Une séquence spectaculaire, où le héros - interprété par un Tom Cruise martial - est grièvement blessé en Afrique, ouvre brillamment les hostilités. Mais les scènes les plus intimistes, comme un ballet de mallettes identiques dont l'une contient une bombe, sont celles qui restent en mémoire. «Nous avons essayé de coller au plus près de la réalité historique, plus forte que tout ce que nous aurions pu inventer», insiste Singer.

Le cinéaste rend aussi hommage à une résistance méconnue, à des hommes et des femmes qui se sont sacrifiés pour leurs pays. «On oublie que tous les Allemands n'étaient pas des nazis.
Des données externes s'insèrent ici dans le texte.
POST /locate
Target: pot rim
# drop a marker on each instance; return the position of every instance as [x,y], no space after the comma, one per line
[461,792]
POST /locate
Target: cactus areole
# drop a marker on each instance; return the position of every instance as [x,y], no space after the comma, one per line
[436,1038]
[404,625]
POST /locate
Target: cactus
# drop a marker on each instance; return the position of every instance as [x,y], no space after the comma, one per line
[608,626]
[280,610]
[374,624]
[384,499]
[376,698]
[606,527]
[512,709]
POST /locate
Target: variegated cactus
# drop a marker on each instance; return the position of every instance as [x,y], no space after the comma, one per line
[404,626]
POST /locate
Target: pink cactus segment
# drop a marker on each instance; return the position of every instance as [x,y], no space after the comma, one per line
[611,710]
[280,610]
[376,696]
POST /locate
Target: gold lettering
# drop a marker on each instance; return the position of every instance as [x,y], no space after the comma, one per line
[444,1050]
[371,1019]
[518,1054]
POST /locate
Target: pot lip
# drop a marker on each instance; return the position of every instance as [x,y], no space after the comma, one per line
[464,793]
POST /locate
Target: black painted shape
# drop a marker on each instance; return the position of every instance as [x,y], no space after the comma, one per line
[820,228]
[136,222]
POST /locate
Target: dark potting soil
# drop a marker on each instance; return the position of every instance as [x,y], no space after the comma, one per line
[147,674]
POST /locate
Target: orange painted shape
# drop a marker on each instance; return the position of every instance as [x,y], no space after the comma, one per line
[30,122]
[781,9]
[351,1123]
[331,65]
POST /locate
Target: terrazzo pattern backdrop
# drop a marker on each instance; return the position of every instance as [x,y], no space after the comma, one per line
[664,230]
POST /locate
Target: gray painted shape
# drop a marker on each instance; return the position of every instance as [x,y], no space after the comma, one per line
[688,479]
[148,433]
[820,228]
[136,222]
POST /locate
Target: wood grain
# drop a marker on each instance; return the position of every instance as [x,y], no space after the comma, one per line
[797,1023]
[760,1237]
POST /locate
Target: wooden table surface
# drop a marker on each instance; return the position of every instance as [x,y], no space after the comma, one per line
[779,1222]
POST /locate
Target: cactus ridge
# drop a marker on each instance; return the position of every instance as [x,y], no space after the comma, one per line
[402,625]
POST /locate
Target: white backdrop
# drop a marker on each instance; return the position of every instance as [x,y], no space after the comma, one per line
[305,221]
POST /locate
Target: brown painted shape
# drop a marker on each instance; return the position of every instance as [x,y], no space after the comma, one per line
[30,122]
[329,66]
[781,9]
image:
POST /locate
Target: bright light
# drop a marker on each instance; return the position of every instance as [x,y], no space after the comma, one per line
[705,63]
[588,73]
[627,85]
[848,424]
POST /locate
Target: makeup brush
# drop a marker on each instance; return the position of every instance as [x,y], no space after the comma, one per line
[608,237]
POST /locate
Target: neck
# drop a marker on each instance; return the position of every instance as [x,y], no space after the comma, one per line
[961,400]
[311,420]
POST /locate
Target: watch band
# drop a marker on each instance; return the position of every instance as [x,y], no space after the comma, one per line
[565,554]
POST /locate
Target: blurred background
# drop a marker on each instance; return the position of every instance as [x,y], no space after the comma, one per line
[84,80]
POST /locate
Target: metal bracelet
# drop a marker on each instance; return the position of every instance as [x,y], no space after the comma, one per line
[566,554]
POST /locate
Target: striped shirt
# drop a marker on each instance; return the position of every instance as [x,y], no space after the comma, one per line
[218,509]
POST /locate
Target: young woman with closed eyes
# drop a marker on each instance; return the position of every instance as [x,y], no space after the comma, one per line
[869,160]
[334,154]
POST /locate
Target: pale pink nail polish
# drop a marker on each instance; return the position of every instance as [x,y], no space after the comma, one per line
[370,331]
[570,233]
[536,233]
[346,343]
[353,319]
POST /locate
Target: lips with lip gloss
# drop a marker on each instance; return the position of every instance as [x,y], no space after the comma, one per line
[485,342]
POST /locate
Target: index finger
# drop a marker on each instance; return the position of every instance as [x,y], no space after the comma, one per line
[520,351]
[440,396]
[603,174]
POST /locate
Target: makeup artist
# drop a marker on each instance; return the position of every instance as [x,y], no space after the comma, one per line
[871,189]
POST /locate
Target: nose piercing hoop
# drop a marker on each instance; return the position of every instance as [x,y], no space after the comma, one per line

Certains se sont vraiment révoltés contre la barbarie, souligne le réalisateur. Il me semblait important de les faire revivre, ne serait-ce que pour montrer qu'il était possible de dire non.»



Après bien des pourparlers, le gouvernement allemand s'étant ému de l'appartenance de Tom Cruise à l'Eglise de scientologie, Bryan Singer a eu l'autorisation de tourner sur place. Kenneth Branagh, Terence Stamp et Bill Nighy, impeccables, complètent la distribution homogène d'un divertissement jubilatoire qui fait rimer ludique avec pédagogique.